Description
Today the official Airflow Helm chart's migrateDatabaseJob only runs forward airflow db migrate. Doing a helm upgrade that targets an older airflowVersion than the one currently running leaves the metadata DB schema ahead of the running image, and the api-server pod fails to start. The chart should reconcile the DB schema in both directions — upgrade and downgrade — based on the dispatched airflowVersion.
Use case/motivation
We operate Airflow on Kubernetes via this chart and ship to multiple environments through CI. We need rollback to be a first-class operation:
- Deploying an older release tag (
helm upgrade with an older airflowVersion) should bring the cluster — schema included — back to that release.
- Today this requires out-of-band tooling: detecting current vs target version, then
kubectl execing into the still-running old api-server pod and invoking airflow db downgrade --to-version <target> --yes before helm starts rolling the new image. We've implemented this as a workflow step driven by a small bash script, but it duplicates logic for every team using the chart and only helps people deploying via GitHub Actions — not ArgoCD, not manual helm.
A chart-native solution would mean: set airflowVersion: <older> in values, run helm upgrade, the chart reconciles the schema, the new (older) pods come up.

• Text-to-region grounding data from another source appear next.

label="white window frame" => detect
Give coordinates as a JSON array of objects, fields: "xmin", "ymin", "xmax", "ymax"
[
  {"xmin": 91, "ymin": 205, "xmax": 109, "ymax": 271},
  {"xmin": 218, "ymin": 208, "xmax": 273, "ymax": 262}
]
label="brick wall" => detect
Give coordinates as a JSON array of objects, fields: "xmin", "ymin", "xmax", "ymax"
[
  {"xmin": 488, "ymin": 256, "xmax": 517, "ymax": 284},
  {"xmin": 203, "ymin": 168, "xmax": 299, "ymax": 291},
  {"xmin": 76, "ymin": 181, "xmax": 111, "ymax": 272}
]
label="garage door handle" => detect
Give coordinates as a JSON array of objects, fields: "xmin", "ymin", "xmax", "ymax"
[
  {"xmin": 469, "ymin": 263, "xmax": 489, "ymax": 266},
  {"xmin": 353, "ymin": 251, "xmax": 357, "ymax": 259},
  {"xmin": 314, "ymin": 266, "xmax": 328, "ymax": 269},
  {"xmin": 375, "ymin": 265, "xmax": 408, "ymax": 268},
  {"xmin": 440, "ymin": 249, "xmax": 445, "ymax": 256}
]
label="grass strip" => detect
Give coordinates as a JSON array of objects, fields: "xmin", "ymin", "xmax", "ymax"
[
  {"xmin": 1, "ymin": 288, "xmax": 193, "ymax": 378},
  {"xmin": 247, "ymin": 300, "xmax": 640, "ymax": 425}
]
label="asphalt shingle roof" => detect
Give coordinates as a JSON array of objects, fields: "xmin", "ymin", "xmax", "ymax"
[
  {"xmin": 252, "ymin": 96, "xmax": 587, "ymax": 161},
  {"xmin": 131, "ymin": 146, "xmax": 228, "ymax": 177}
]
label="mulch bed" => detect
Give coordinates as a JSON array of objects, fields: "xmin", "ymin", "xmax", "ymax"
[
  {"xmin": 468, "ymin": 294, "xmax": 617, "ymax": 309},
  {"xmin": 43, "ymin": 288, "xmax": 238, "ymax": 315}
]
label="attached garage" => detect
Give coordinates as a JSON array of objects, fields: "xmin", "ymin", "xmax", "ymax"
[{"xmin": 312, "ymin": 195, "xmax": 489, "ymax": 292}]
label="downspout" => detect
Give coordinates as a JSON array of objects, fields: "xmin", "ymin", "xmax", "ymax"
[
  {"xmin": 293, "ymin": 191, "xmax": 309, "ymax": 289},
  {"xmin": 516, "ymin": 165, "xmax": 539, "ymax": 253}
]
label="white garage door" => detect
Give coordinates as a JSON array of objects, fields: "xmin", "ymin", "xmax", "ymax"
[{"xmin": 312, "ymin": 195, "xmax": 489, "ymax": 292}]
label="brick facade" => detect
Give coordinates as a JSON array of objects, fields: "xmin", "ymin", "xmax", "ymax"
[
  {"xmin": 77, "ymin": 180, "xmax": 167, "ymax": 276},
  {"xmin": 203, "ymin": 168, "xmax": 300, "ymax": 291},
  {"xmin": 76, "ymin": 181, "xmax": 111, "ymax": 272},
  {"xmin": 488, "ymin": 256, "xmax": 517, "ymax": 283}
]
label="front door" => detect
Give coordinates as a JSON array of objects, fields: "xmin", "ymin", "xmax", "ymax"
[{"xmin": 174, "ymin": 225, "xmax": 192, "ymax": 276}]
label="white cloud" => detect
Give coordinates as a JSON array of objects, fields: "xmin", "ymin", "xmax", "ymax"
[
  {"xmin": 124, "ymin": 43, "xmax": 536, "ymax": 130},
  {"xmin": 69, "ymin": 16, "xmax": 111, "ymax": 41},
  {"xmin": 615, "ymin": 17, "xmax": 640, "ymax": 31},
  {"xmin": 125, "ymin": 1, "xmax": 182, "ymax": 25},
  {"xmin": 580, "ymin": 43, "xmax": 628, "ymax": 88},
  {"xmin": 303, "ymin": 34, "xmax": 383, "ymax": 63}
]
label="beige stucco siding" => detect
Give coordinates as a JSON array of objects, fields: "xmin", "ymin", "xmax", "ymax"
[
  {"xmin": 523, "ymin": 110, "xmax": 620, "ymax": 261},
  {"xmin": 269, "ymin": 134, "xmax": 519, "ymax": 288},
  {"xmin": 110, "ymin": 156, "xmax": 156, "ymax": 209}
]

Hard constraint that shapes the design
airflow db downgrade --to-version X.Y.Z requires the alembic revision scripts for every revision between the current head and the target. Those scripts only ship inside the image of the version that introduced them. So:
| Direction |
Image that must run the operation |
Why |
| Upgrade (current < target) |
Target image |
Forward revisions ship in the target image |
| Downgrade (current > target) |
Currently running image |
Reverse-direction code for revisions to undo only exists in the current image |
| Same |
none |
No-op |
Today's migrateDatabaseJob is correct for the first row only. A pre-upgrade hook running with airflow_image_for_migrations (the target image) cannot perform a downgrade — the target image doesn't carry the scripts that need to be reversed.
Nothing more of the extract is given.